Kevin Drum wonders:: "I wonder how long it will take America to recover from George Bush's uniquely blinkered and self-righteous brand of ineptitude? In the past five years he's demonstrated to the world that we don't know how to win a modern guerrilla war. He's demonstrated that we don't understand even the basics of waging a propaganda war. He's demonstrated that other countries don't need to pay any attention to our threats. He's demonstrated that we're good at talking tough and sending troops into battle, but otherwise clueless about using the levers of statecraft in the service of our own interests. If he had set out to willfully and deliberately expose our weaknesses to the world and undermine our strengths, he couldn't have done more to cripple America's power and influence in the world. Beneath the bluster, he's done more to weaken our national security than any president since World War II."
I think the answer is never.
There's some chance that a political realignment will put the rational adults back in charge, or not.
The loss of America's ability to think and act rationally and competently, goes deep. It is not just that the President is remarkably inept. He has attracted to himself a significant slice of the American electorate -- a working, voting majority -- who, in various ways, are committed to being inept, stupid and corrupt.
Bush's policies have been actively praised and supported by a lot of people: conservative evangelicals, the rich and greedy, closet authoritarians masquerading as libertarians, lots of corrupt Republican politicians and silly Media pundits.
Pointing out that Bush is corrupt, inept and stupid is not going to persuade Bush's base to not support him. They support him, because they are themselves, willfully stupid and corrupt: they see in him, themselves, and they like what they see! You can deride it as bad taste, but they are not likely to be persuaded that they have made a mistake.
Sterling Newberry says that the main trick in politics is to create an implicit alliance, of the rational and the sane against the insane. The rational and the sane are usually not entirely in one Party or other political grouping; the alliance of the rational and the sane is more of a working arrangement, implicit in the interaction of competing elites, which marginalizes "radical" elements across the political spectrum.

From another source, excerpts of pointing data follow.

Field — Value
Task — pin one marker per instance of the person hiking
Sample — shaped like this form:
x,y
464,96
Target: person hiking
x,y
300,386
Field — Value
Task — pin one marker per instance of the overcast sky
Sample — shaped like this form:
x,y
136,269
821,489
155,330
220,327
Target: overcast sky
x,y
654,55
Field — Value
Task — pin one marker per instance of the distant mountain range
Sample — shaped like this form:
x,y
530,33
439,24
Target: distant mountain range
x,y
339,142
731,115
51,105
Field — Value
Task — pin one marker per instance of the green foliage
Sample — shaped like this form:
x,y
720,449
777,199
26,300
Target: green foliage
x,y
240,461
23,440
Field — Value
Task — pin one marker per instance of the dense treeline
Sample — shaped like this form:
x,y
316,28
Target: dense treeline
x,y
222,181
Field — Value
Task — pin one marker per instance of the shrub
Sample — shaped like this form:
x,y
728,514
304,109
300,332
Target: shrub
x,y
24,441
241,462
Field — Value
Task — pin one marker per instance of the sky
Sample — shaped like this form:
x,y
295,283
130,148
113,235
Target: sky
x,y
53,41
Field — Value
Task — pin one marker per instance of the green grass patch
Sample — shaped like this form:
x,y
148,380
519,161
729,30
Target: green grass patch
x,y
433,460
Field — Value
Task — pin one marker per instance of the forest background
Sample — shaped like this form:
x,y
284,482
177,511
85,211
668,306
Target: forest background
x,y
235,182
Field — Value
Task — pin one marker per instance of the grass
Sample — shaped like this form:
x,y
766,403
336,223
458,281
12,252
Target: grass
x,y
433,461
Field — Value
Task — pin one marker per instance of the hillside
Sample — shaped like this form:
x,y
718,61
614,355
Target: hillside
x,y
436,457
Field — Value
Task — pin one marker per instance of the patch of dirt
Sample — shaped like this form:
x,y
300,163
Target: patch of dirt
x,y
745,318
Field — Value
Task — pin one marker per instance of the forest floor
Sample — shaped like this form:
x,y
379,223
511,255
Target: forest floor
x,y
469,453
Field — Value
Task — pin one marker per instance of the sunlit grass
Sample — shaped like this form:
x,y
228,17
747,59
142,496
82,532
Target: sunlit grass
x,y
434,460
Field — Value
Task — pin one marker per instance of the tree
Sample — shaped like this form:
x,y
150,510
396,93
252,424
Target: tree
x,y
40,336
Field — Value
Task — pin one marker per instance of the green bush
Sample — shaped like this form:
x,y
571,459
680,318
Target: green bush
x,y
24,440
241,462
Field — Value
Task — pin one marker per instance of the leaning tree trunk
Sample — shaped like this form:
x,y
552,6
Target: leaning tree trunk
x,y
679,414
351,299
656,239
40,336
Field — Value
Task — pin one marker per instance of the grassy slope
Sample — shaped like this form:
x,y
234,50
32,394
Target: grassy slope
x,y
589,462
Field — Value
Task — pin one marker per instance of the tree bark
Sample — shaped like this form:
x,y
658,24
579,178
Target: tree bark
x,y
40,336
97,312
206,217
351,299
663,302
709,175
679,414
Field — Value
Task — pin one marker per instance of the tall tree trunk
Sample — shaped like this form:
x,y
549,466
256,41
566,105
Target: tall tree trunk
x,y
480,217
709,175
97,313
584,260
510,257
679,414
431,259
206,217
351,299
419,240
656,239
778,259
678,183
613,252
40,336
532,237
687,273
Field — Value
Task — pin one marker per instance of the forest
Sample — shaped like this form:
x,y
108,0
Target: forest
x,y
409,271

The mobilization of Republican power, which culminated in Bush's election, has overthrown the coalition of the sane and rational, which had ruled American politics since the depths of World War II. The combination of the Great Depression and Pearl Harbor allowed FDR to bury the insane, authoritarian, isolationist wing of the Republican Party; it rose from the dead in the McCarthy era, only to bury itself in Goldwater's 1964 campaign.
The coalition of the sane was able to bring down Nixon, when that job had to be done, aided in the final hour by Nixon's own commitment to sanity -- his one redeeming quality.
Whether a coalition of the sane can put the politics of Karl Rove back in a bottle remains to be seen. A political storm is building, the likes of which has not been seen in the United States since the Civil War.